Page:Vignon - Un drame en province - La Statue d Apollon.djvu/130

Le texte de cette page a été corrigé et est conforme au fac-similé.

La marquise suivait sa fille, et elle la regardait, d’un intraduisible regard, marcher au soleil sous son grand chapeau de paille, s’arrêter, de moment en moment, pour cueillir une fleur au bord des talus, traverser enfin, comme une fée, ce radieux décor de printemps plein de parfums, de brises douces, de verdure, de fleurs et de lumière, qui semblait fait tout exprès pour lui servir de cadre.

Que tout cela était beau !… Les condamnés à mort, lorsqu’ils contemplent la nature une dernière fois, en marchant au supplice, doivent lui trouver des splendeurs inconnues, et découvrir, tout à coup, des sens cachés à ses merveilles.
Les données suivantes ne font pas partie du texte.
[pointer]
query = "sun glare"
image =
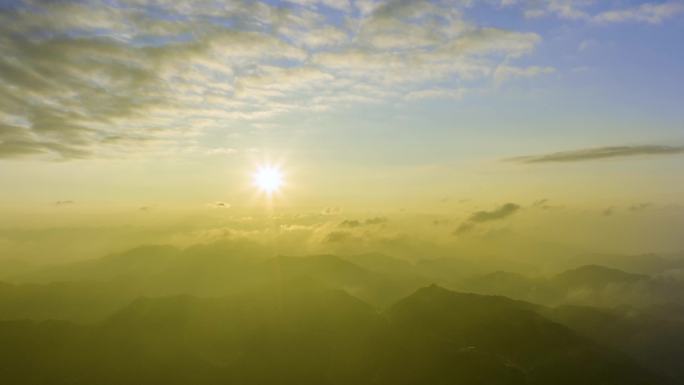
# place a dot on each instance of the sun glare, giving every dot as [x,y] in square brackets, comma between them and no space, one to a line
[268,179]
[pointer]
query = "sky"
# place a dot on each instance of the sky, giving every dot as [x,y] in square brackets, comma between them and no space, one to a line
[113,110]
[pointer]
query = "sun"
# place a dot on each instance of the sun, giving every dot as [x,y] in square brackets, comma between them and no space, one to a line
[268,179]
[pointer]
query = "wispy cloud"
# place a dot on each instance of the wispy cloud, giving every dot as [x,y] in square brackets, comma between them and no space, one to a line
[502,212]
[83,79]
[599,153]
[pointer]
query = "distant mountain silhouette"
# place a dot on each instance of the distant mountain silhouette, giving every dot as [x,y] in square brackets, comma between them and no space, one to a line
[302,333]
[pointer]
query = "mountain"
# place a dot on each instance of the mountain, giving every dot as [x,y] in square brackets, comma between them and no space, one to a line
[299,332]
[478,336]
[654,338]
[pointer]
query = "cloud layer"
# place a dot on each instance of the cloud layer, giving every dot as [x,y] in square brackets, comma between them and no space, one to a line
[600,153]
[90,79]
[82,79]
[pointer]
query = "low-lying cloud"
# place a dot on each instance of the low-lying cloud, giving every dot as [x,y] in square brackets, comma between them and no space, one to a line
[599,153]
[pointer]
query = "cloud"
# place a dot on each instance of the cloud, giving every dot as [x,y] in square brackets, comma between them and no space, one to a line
[502,212]
[600,153]
[331,211]
[338,237]
[376,221]
[368,222]
[646,13]
[600,12]
[89,79]
[350,223]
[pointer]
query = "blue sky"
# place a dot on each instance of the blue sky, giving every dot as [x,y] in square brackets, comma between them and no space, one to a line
[416,91]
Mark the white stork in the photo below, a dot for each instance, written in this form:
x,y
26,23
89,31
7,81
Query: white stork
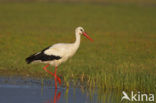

Ainsi faisait Mme de Fayan, qui songeait que son sort se jouait en ce moment, et dont l’âme, en proie à des terreurs intenses, s’ouvrait pourtant à un charme délicieux. Il lui semblait rêver du paradis, sur un lit de camp, dans une forteresse assiégée, tandis que brûlait la mèche de la soute aux poudres.

Quand la mère et la fille arrivèrent à la chaumière de Jacquelette, elles trouvèrent tous les enfants sous la garde de l’aîné. Le père était aux champs, comme d’ordinaire, et la mère à causer dans le village, probablement.